Application-Oriented Research Areas
In response to the rapidly emerging demands of the low-altitude economy, the research group focuses on key issues in LiDAR-based perception, autonomous flight control, and intelligent low-altitude coordination, with the aim of advancing intelligent inspection and autonomous operation of low-altitude unmanned systems. Relevant research addresses core technologies such as low-altitude communications, intelligent planning of public air routes, autonomous flight control, and dynamic airspace perception and management. The group is building an integrated technical framework that combines multidimensional environmental perception, mission planning, data acquisition, intelligent analysis, and decision-making. Through the deep integration of artificial intelligence and spatial information technologies, these efforts support the large-scale and intelligent deployment of UAVs and other low-altitude platforms in complex environments, thereby providing technological support for the development of the low-altitude economy.
To meet the needs of forest resource inventory, ecological monitoring, and understory environment sensing, the research group conducts studies on multi-platform and multi-scale LiDAR observation and ecological information extraction, and is developing an integrated space–air–ground three-dimensional monitoring system. Relying on airborne, handheld, backpack, vehicle-mounted, and tower-based LiDAR platforms, and integrating multisource data such as optical remote sensing, UAV LiDAR, and ground-based mobile measurements, the group focuses on high-precision 3D reconstruction, retrieval of vegetation structural parameters, and intelligent interpretation of ecological variables in complex environments. These efforts aim to establish full-scale sensing and analytical capabilities spanning from broad ecological patterns to fine-scale vegetation structure.

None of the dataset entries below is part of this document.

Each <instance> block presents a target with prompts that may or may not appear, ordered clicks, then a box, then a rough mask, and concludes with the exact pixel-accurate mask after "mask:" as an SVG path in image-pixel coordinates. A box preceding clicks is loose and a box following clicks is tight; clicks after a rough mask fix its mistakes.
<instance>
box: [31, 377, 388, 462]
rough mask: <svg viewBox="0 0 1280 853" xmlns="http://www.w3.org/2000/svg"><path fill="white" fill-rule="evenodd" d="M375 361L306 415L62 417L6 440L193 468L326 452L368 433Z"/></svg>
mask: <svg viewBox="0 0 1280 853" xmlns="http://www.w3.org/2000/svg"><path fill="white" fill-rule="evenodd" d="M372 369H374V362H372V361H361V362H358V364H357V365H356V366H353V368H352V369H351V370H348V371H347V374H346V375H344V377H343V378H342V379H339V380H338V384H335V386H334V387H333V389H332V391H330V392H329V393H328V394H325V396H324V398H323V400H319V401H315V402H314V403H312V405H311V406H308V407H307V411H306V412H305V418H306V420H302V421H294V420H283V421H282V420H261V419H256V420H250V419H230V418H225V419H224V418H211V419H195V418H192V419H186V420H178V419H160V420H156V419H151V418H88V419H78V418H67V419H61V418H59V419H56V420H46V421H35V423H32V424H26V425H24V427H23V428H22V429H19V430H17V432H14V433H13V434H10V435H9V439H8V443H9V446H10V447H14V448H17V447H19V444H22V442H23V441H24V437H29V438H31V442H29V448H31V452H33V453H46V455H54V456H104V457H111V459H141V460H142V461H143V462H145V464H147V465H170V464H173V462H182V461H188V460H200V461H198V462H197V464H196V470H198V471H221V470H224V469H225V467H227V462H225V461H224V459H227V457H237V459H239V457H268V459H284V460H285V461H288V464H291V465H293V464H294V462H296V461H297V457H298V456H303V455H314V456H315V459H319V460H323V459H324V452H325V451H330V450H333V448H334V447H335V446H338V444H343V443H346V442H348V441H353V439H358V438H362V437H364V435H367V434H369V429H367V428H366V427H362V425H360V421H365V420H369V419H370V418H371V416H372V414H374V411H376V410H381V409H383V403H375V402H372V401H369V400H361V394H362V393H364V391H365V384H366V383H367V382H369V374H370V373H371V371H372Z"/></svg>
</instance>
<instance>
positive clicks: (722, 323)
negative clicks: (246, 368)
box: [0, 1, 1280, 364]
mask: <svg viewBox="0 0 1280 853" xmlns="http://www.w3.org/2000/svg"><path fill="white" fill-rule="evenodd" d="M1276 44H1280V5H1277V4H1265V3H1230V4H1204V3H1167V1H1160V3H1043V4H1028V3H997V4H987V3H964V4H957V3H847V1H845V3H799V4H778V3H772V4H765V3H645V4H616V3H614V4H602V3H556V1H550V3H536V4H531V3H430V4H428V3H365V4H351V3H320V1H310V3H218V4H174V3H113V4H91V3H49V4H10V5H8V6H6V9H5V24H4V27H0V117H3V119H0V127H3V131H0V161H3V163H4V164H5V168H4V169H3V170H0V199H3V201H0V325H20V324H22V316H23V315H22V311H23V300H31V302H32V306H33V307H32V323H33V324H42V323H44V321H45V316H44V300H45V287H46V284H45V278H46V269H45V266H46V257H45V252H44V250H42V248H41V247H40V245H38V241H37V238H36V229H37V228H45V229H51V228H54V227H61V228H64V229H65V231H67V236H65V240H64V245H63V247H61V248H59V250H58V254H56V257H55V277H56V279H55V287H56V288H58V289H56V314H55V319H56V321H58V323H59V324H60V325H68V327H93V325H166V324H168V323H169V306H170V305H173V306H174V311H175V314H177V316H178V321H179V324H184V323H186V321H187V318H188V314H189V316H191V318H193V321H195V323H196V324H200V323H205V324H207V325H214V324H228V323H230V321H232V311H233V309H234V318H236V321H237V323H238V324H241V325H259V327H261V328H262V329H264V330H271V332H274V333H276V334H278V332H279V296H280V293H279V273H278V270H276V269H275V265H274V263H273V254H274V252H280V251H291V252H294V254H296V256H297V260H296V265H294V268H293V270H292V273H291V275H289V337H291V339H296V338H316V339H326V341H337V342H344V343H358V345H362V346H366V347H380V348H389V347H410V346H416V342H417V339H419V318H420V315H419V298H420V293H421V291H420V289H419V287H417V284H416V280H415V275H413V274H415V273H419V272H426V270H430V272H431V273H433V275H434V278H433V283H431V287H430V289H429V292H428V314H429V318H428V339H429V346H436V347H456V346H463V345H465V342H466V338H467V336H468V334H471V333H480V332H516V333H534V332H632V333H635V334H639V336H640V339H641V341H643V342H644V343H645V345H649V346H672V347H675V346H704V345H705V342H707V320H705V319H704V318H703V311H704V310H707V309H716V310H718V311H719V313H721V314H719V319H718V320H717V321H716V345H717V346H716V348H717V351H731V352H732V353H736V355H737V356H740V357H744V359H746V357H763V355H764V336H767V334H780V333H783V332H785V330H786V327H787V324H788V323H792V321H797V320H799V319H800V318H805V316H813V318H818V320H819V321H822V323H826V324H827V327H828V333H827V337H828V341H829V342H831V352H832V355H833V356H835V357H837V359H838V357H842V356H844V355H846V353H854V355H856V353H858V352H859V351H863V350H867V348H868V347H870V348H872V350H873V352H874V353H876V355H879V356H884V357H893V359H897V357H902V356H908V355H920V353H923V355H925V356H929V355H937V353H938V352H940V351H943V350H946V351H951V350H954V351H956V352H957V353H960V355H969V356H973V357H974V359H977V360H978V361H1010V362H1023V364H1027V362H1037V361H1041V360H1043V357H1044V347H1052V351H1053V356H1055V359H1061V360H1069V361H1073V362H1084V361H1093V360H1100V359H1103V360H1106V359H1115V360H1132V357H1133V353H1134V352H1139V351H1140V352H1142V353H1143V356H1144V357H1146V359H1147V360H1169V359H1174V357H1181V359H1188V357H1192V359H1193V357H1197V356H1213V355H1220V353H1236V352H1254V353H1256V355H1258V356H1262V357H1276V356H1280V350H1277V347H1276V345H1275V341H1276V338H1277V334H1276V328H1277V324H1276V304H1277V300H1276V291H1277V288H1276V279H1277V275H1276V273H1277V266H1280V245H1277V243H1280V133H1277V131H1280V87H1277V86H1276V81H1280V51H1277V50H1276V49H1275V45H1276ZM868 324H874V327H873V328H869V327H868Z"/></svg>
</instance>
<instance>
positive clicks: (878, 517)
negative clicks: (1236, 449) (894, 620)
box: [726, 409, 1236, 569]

To address the need for high-precision spatial data acquisition and intelligent modeling in complex environments, the research group conducts research on key LiDAR technologies for geomatics and spatial surveying. Based on a range of measurement platforms, including airborne, handheld, and vehicle-mounted systems, and integrating intelligent sensing hardware with spatial information processing software, the group develops end-to-end technical workflows covering data acquisition, solution processing, and product generation for applications such as underground space mapping, engineering surveying, topographic mapping, and reality-based 3D modeling. Research particularly emphasizes high-precision positioning, non-contact measurement, real-time modeling, and adaptability to complex environments, with the goal of improving the efficiency, accuracy, and intelligence of spatial surveying and mapping.
To support the safe operation, maintenance, and full life-cycle management of transportation infrastructure such as roads and railways, the research group carries out research on intelligent inspection based on the integration of LiDAR, imaging sensors, and artificial intelligence algorithms. Relevant work covers three-dimensional data acquisition for transportation infrastructure, recognition and modeling of key components, asset inventory, and condition assessment. It also includes systematic studies on high-definition map construction, road distress detection, railway facility inspection, and digital twin modeling. By establishing a complete technical workflow from point cloud processing and feature extraction to product generation and visualization, the group is promoting the transition of transportation infrastructure management from conventional two-dimensional graphical representation toward reality-based and intelligent solutions.
For typical application scenarios including transmission systems, distribution networks, substations, and renewable energy plants, the research group conducts research on intelligent inspection of power infrastructure and spatial risk perception. Research topics include collaborative acquisition of multisource sensing data, detection of hazard targets in transmission corridors, intelligent analysis of equipment condition, operational simulation and early warning, multitemporal change detection, and refined inspection path planning. By integrating LiDAR, imaging, point cloud processing, and three-dimensional visualization and analysis, the group is building an integrated technical framework covering acquisition, processing, recognition, analysis, and application. This framework provides support for the digital management, intelligent inspection, and risk early warning of power infrastructure.